This invention relates to length measuring devices of the kind having metering means such as a measuring wheel which may be rotated by displacement of the device relatively to an article to be measured and a counter comprising a plurality of coaxial number wheels for counting revolutions of the measuring means.
A manually operated device of this kind typically comprises a housing which rotatably supports a series of number wheels connected by a suitable gear train to a measuring wheel, a portion of which projects from the housing. To measure a length along a surface, the device is held either in the hand or at the end of a handle and is moved across the surface with the measuring wheel rotated by frictional contact with the surface.

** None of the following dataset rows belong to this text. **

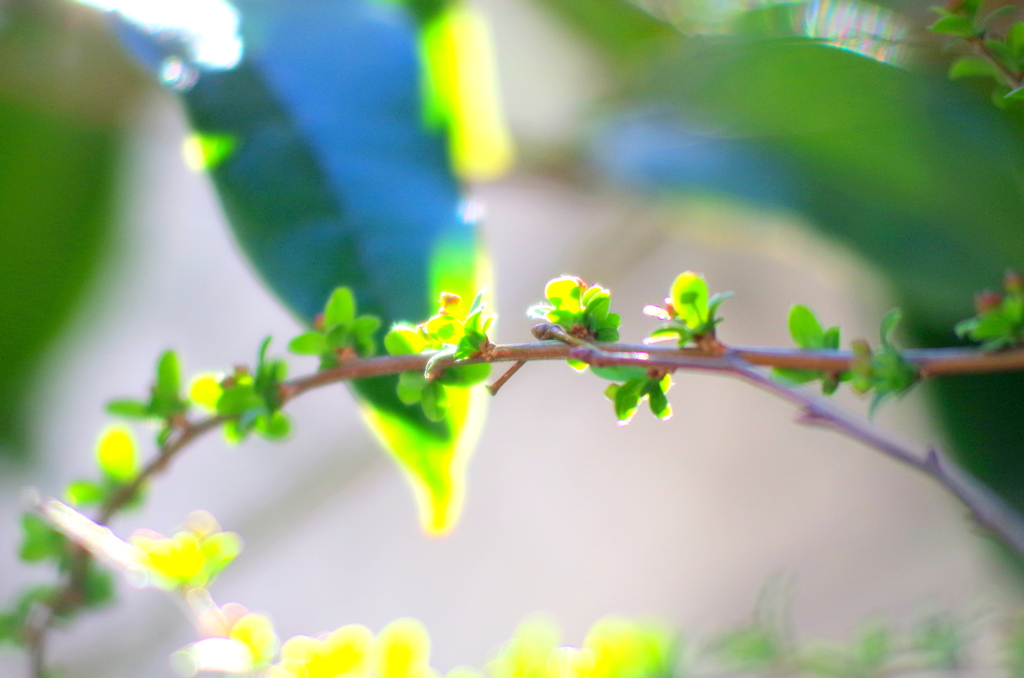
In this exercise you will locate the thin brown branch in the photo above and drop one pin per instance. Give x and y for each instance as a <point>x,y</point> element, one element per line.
<point>494,388</point>
<point>560,345</point>
<point>986,507</point>
<point>1014,80</point>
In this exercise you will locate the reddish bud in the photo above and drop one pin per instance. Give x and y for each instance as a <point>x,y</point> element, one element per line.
<point>1013,282</point>
<point>987,300</point>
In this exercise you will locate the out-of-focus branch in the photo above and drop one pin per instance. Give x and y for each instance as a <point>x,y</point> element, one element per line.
<point>738,362</point>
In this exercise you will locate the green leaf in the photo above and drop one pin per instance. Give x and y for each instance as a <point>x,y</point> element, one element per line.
<point>97,586</point>
<point>658,403</point>
<point>410,395</point>
<point>1015,41</point>
<point>620,372</point>
<point>309,343</point>
<point>239,398</point>
<point>402,340</point>
<point>564,293</point>
<point>445,352</point>
<point>340,308</point>
<point>366,326</point>
<point>433,400</point>
<point>627,399</point>
<point>169,375</point>
<point>830,338</point>
<point>116,454</point>
<point>795,376</point>
<point>889,324</point>
<point>805,328</point>
<point>85,493</point>
<point>689,297</point>
<point>972,67</point>
<point>39,540</point>
<point>274,426</point>
<point>464,376</point>
<point>954,26</point>
<point>129,408</point>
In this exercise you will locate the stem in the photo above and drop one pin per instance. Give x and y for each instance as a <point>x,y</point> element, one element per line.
<point>986,507</point>
<point>559,345</point>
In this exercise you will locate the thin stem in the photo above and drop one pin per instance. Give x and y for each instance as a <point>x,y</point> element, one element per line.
<point>559,345</point>
<point>505,377</point>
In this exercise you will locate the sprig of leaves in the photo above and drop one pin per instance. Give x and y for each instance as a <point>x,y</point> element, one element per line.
<point>999,322</point>
<point>452,333</point>
<point>808,333</point>
<point>339,333</point>
<point>165,405</point>
<point>637,387</point>
<point>999,57</point>
<point>690,314</point>
<point>582,309</point>
<point>885,373</point>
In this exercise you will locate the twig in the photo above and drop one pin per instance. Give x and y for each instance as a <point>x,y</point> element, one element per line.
<point>558,345</point>
<point>986,507</point>
<point>505,377</point>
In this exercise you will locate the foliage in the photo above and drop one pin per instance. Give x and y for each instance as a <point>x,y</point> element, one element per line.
<point>452,333</point>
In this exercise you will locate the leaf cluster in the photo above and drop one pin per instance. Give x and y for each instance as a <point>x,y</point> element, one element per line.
<point>996,56</point>
<point>690,314</point>
<point>999,319</point>
<point>451,333</point>
<point>581,309</point>
<point>808,334</point>
<point>339,333</point>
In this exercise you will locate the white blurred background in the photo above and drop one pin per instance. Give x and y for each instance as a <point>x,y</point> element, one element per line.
<point>567,512</point>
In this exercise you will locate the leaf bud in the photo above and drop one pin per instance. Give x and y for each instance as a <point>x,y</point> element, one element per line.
<point>987,300</point>
<point>1013,282</point>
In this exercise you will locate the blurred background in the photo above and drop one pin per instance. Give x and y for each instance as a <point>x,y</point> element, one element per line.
<point>809,153</point>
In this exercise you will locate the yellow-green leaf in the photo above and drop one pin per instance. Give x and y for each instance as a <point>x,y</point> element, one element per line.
<point>116,454</point>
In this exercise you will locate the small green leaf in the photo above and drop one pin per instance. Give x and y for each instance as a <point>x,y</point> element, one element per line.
<point>464,376</point>
<point>658,403</point>
<point>954,26</point>
<point>564,293</point>
<point>805,328</point>
<point>972,67</point>
<point>129,408</point>
<point>889,324</point>
<point>238,399</point>
<point>410,395</point>
<point>402,340</point>
<point>620,372</point>
<point>169,375</point>
<point>116,454</point>
<point>627,399</point>
<point>434,401</point>
<point>309,343</point>
<point>340,308</point>
<point>795,376</point>
<point>39,540</point>
<point>1015,41</point>
<point>830,338</point>
<point>689,298</point>
<point>85,493</point>
<point>97,586</point>
<point>274,426</point>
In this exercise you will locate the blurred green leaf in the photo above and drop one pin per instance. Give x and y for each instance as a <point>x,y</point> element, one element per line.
<point>309,343</point>
<point>972,67</point>
<point>116,454</point>
<point>39,540</point>
<point>805,328</point>
<point>340,308</point>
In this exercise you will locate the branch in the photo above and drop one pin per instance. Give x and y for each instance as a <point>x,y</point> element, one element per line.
<point>738,362</point>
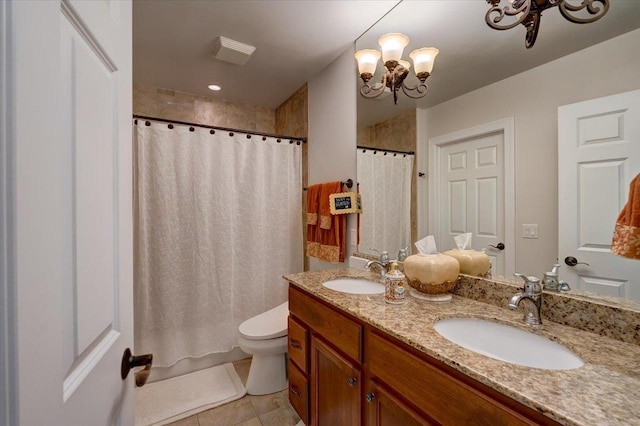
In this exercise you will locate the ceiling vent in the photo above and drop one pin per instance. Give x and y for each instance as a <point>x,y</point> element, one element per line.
<point>232,51</point>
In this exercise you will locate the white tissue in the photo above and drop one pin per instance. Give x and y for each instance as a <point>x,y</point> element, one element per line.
<point>427,245</point>
<point>463,241</point>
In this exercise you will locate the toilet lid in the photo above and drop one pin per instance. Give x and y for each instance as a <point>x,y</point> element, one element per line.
<point>267,325</point>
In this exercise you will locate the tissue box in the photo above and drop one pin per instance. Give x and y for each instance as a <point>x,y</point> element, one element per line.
<point>472,262</point>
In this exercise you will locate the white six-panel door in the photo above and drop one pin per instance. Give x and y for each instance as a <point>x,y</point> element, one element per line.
<point>71,112</point>
<point>598,155</point>
<point>471,190</point>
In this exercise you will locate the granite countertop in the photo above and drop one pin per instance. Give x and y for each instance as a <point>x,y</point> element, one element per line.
<point>606,390</point>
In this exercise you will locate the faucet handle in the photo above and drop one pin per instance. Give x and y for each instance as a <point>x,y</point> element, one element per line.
<point>531,284</point>
<point>384,256</point>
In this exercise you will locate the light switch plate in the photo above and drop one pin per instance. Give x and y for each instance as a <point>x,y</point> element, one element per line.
<point>530,230</point>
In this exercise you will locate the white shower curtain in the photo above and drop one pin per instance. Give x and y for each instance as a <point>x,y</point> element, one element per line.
<point>385,185</point>
<point>218,221</point>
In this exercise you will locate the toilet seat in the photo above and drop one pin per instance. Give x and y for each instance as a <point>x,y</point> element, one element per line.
<point>267,325</point>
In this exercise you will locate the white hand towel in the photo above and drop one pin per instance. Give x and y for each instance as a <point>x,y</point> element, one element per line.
<point>427,245</point>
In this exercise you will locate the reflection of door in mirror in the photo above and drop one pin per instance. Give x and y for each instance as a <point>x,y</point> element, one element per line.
<point>599,154</point>
<point>471,190</point>
<point>385,185</point>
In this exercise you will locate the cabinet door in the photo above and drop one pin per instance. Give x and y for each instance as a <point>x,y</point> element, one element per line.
<point>335,387</point>
<point>383,408</point>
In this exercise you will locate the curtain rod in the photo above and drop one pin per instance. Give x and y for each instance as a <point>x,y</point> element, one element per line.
<point>386,150</point>
<point>226,129</point>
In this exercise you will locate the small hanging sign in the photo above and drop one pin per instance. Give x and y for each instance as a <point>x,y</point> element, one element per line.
<point>345,202</point>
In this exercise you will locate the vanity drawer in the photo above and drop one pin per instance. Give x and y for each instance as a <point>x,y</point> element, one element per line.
<point>334,327</point>
<point>439,394</point>
<point>299,392</point>
<point>298,343</point>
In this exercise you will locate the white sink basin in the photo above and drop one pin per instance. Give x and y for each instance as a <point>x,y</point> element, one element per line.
<point>354,286</point>
<point>506,343</point>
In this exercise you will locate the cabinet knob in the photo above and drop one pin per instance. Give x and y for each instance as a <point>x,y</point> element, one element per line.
<point>296,392</point>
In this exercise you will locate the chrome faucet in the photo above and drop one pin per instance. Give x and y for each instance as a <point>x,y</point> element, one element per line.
<point>383,263</point>
<point>533,294</point>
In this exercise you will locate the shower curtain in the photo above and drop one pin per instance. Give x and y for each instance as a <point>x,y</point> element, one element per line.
<point>218,221</point>
<point>385,184</point>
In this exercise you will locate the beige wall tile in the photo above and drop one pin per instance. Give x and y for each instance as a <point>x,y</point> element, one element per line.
<point>241,117</point>
<point>210,112</point>
<point>189,421</point>
<point>265,120</point>
<point>175,108</point>
<point>145,101</point>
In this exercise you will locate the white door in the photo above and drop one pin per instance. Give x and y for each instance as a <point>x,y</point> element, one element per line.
<point>598,155</point>
<point>470,193</point>
<point>70,118</point>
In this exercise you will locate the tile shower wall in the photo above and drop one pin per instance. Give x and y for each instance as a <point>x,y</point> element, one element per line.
<point>179,106</point>
<point>292,119</point>
<point>397,133</point>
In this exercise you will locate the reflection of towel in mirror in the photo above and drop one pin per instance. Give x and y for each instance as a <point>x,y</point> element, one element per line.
<point>332,229</point>
<point>313,204</point>
<point>626,236</point>
<point>325,204</point>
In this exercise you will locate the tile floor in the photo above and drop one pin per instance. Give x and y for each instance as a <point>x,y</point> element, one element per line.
<point>250,410</point>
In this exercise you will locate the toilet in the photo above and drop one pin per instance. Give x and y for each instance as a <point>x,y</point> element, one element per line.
<point>265,337</point>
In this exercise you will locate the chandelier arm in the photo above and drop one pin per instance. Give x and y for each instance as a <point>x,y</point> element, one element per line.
<point>370,91</point>
<point>532,25</point>
<point>495,14</point>
<point>599,10</point>
<point>416,92</point>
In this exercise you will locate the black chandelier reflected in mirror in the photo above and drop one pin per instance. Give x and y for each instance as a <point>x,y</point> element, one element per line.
<point>396,70</point>
<point>529,12</point>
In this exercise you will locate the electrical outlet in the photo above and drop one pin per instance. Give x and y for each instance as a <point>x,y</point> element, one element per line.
<point>357,262</point>
<point>530,230</point>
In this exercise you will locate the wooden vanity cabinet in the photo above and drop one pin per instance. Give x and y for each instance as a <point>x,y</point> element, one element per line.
<point>345,373</point>
<point>335,387</point>
<point>385,408</point>
<point>328,359</point>
<point>430,392</point>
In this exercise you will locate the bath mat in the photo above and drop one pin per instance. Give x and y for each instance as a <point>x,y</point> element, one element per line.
<point>173,399</point>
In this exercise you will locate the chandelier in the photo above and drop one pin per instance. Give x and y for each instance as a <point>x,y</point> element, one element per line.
<point>529,12</point>
<point>396,69</point>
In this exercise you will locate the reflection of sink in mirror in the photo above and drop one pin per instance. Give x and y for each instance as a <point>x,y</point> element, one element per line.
<point>506,343</point>
<point>354,286</point>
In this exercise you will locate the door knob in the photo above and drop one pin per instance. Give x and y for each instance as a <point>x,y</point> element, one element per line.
<point>129,361</point>
<point>572,261</point>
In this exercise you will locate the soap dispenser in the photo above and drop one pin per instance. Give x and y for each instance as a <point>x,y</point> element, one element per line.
<point>394,283</point>
<point>550,280</point>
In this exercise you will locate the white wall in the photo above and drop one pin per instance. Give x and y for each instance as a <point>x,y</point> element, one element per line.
<point>332,133</point>
<point>533,98</point>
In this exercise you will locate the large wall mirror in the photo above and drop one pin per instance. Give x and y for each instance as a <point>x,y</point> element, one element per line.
<point>482,77</point>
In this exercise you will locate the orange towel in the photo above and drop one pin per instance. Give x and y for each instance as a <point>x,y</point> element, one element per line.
<point>313,205</point>
<point>332,228</point>
<point>626,236</point>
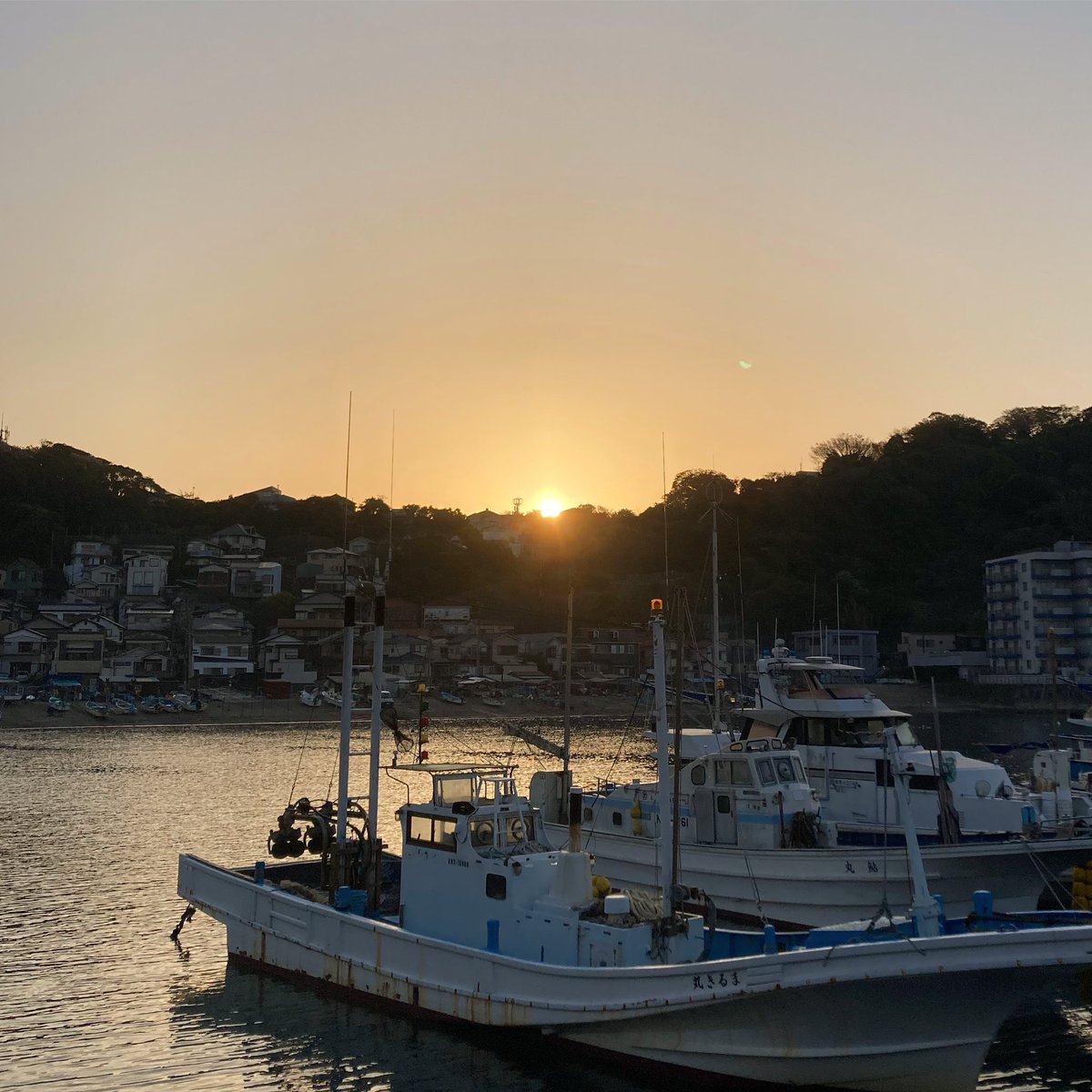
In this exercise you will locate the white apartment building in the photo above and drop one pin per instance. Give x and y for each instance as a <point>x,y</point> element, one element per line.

If a sensible measurement is to be obtained it is of course imperative that there should be no slip between the periphery of the measuring wheel and the surface, and sufficient pressure must therefore be applied to the device in a direction normal to the surface to achieve the necessary frictional forces; this pressure will of course vary with the coefficient of friction of the surface to be measured. It has been a danger with previous devices that if insufficient pressure were applied during a measurement, the user would be unaware that slip had occurred and would in error accept the reading of the number wheels as correct; this danger is particularly acute where the device has functioned correctly over a major part of the surface so that the incorrect reading appears to the user as reasonable.
Attempts have been made to overcome this problem of slip by reducing to an absolute minimum the resistance to rotational movement of the measuring wheel so as to reduce the amount of pressure that has to be applied by the user. As a consequence, however, there is a danger that accidental contact with the measuring wheel either at the beginning or the end of a measurement will cause a spurious rotation of the wheel and so introduce an error into the reading. In addition there may be a tendency for the measuring wheel to continue to rotate under its own inertia for a short while after the device has been lifted from the surface, again introducing an error into the reading.